Experts from Vynamic discuss their vision for a future where patients are at the heart of medicine reimbursement in Europe – and provide actionable steps for achieving this.
This article appears in full in our digital magazine Deep Dive: Market Access 2021. Read below for a sneak-peak:
The reimbursement landscape in Europe is complex. There are different models, medicines are evaluated in different ways and the timelines for approval vary widely. Most crucially, the level of patient involvement is not where it needs to be. This simply has to change.
Patients provide the human face for evidence – identifying outcomes that are important to them, addressing gaps in the clinical evidence base, helping verify or refute assumptions in economic models and informing the determination of added value.
Vynamic’s vision for the future is one that places the patient at the heart of the reimbursement process across the full value chain – but to achieve that vision, all stakeholders need to advocate for major changes across the entire sector, and there are many implications to consider before embarking on such a journey.
The degree to which patients and patient organisations (POs) can be involved in the HTA review process varies across Europe, and there are as many situations as there are countries.

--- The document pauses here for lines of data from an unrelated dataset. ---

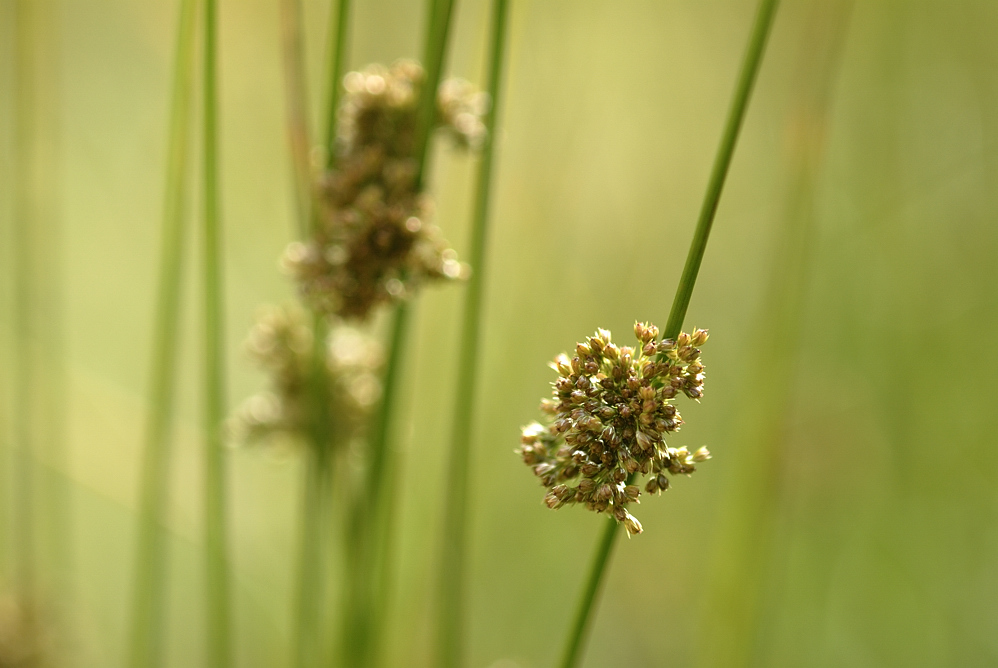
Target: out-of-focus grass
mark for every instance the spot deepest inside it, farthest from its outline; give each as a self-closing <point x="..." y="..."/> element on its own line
<point x="885" y="545"/>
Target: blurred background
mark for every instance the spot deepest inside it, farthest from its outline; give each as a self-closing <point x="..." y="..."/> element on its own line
<point x="850" y="513"/>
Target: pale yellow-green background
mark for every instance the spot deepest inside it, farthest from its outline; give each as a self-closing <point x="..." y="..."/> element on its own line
<point x="861" y="461"/>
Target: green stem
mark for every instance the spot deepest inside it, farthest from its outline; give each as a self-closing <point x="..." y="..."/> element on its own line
<point x="434" y="55"/>
<point x="590" y="594"/>
<point x="24" y="328"/>
<point x="218" y="622"/>
<point x="147" y="604"/>
<point x="339" y="21"/>
<point x="310" y="581"/>
<point x="746" y="80"/>
<point x="450" y="606"/>
<point x="296" y="100"/>
<point x="383" y="469"/>
<point x="736" y="114"/>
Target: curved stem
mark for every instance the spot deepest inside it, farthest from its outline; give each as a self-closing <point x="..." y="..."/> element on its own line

Some countries like France or Sweden have a formalised process where patients and POs can vote within HTA committees. In contrast, other European countries like Austria, Italy or Portugal do not usually share HTA information nor consult patient representatives. Following the appraisal of a medicine, in some instances patients and POs have the right to appeal or provide input at re-evaluations.
Progress is being made and there is a strong foundation to build upon. However, much more needs to, and can, be done.
Underlying our vision is the concept of augmenting patient empowerment through the lens of ‘No decision about me, without me’. We want to see a future where patients and POs are at the centre of medicine development and reimbursement decisions, as they represent real-world patient perspectives and needs. This will help close the gap between “hypothesis” and “reality” when it comes to improving disease outcomes and enhancing health and lives.
To achieve this, stakeholders will need to rethink every aspect of medicine development and HTA.
All stakeholders should look to establish and adopt a centralised European HTA operating model, building on the cross-border HTA collaboration led by EUnetHTA. This will help drive consistent processes, effective assessments and enable early access to high-value medicines. It will also be important to create pre-competitive collaborative consortiums involving stakeholders across the full value chain, so that they can share lessons learnt and establish best practices.
Meanwhile, payers, regulators and policymakers need to advocate for changes in culture that ensure patient engagement is integrated at every step of the HTA process – as well as assessing alternative funding and reimbursement models to continue to improve patient access to licensed treatments.
Finally, the life sciences industry needs to be ensuring systematic patient involvement upfront in market and disease assessments, clinical trial design and throughout the medicines development process. To facilitate this, readability of lay summaries needs improvement to maximise the value of information exchange and educate POs. This will empower them to provide greater input and influence over HTA decisions.
Most critically, patients and POs should also be looking to engage with these stakeholders as often as they can to advocate and lobby for these changes.
There is a long road ahead for implementing such wide-reaching changes, but the result will be well worth the journey – with better access to treatment, improved ways of working and, ultimately, better patient outcomes.